Hall, who is a resident of Mesquite, spends a good deal of time exploring the back country of the Gold Butte area. She stated that it is vitally important to her that she, and future generations as well, be able to continue to do so.

“We have no desire to close roads or to restrict hunting and other activities in areas where they currently go on,” Hall said. “The area is big enough and varied enough to be able to support all of the current recreational uses. We just want to make sure that the area is managed appropriately to preserve it for future generations.”

But many people feel that a federal designation would cause more trouble than it solves. Bunkerville Town Advisory Board Chairman Duane Magoon expressed concerns about what would happen after the management plan was complete. “Once that is done, our say in it is all over,” Magoon said. “Then they don’t consider our input anymore and do what they damn-well please.”

Magoon recognized that the idea for the proposal comes from good intentions to protect and preserve the resources. “But I’ve been 30 years in this area,” he said. “I’ve seen a lot of good-intended projects come back and bite us pretty hard.”
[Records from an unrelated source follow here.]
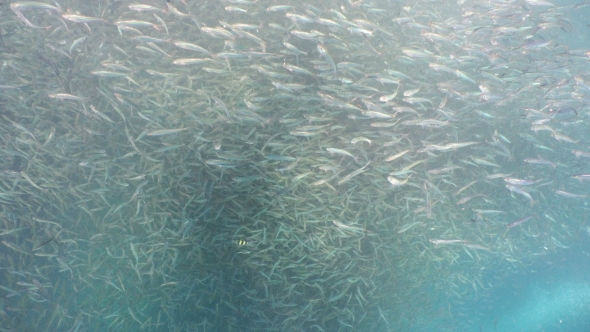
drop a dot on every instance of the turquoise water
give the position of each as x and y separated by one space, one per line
294 166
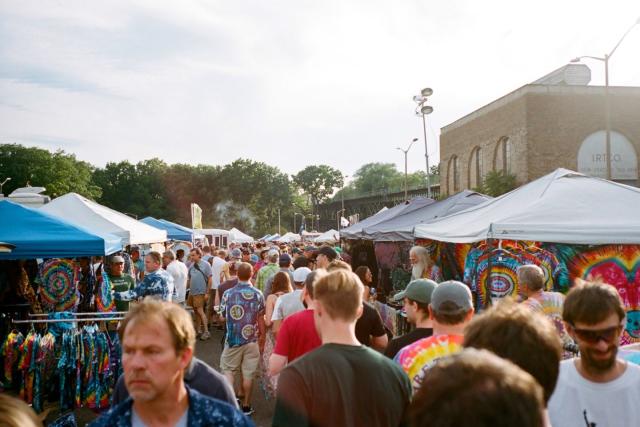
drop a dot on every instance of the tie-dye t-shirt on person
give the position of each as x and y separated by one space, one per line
241 306
416 359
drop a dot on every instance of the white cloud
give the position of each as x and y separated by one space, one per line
290 83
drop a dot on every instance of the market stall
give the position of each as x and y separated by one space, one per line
100 219
355 231
572 225
36 234
173 233
330 236
237 236
43 283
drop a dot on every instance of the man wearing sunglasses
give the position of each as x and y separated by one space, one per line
597 388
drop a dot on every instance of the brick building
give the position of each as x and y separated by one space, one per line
557 121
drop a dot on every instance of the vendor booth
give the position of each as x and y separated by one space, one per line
173 232
237 236
331 237
42 284
570 224
100 219
36 234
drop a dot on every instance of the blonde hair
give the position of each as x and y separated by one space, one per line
336 264
16 413
340 293
176 318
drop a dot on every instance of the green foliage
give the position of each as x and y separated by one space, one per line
319 182
496 183
58 172
376 178
135 189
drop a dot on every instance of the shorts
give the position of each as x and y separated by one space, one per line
198 301
245 357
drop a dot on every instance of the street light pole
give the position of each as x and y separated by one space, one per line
607 100
423 109
7 179
405 166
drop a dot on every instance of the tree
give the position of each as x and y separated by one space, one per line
377 177
135 189
318 182
497 183
58 172
260 188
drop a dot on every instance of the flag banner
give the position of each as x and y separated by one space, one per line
196 216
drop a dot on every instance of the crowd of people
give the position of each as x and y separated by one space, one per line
300 320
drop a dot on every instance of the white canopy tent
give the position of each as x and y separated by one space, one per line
331 236
562 207
237 236
290 238
102 220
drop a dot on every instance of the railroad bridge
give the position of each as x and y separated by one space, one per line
365 206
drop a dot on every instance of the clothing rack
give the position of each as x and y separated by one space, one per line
81 314
84 319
Logandale resident, Lindsey Dalley, who serves as Chairman for the Partners in Conservation (PIC) organization, expressed similar skepticism. “We have heard that same line before about not wanting to close anything down,” Dalley said. “And they always seem sincere and maybe they even mean it. But somewhere in the process, the roads and the lands get closed anyway.” Dalley relates a personal experience which occurred a few years ago during the drafting of the Lincoln County Land Act. He had made sure to be in attendance at all of the public meetings discussing the details of the Act. He, and other family members, had spoken out specifically in favor of keeping one old favorite family hunting area open in the Fortification Range in Lincoln County. He had been told in those meetings that there was no intention to close access into those areas. Yet, when all the dust settled, the roads were closed anyway.

“I’m afraid that it comes down to a credibility issue,” Dalley said. “There is a real credibility gap there for me and a lot of other people because of past performance in these things.”

Dalley recognizes the need for management in the Gold Butte area. He points out that a great deal of the open public lands in other areas of Clark County have, in recent years, been closed to off-road vehicle use. This has caused crowding at the few spaces that are left for that activity, Dalley said.

“We see that going on right here at the Logandale Trails,” Dalley said. “People are crammed into one small area and you see overuse and damage to the area because people don’t know anywhere else to go.”

Dalley explained that there needed to be an overall plan of the region that would educate, direct and give options to people. This way these recreational uses could be spread out to more areas rather than restricting and confining those uses to a few small areas. “We need to plan and prepare so that we don’t have a repeat of the mess that exists at Logandale trails,” Dalley said.

But Dalley is not convinced that a federal designation is the best, or the only, answer. Over the past five years, PIC has had moderate success in securing state funding to perform a management plan specifically for Whitney Pockets, one of the most heavily used spots in the Gold Butte area.

“There is no doubt that there are real management challenges out there,” Dalley said. “But the solution is not to take an exclusive approach and keep people out. That just puts pressure somewhere else. Rather it is to move in a direction solve these problems in an inclusive way where you include everybody and exclude nobody.”

In any case, Congressman Porter’s office has pledged to continue to take public input on the plan being proposed. “We don’t have a preference for any specific proposal at this point,” said Matthew Leffingwell. “We will be listening closely to the concerns of all the different interested parties and get input as we move forward.”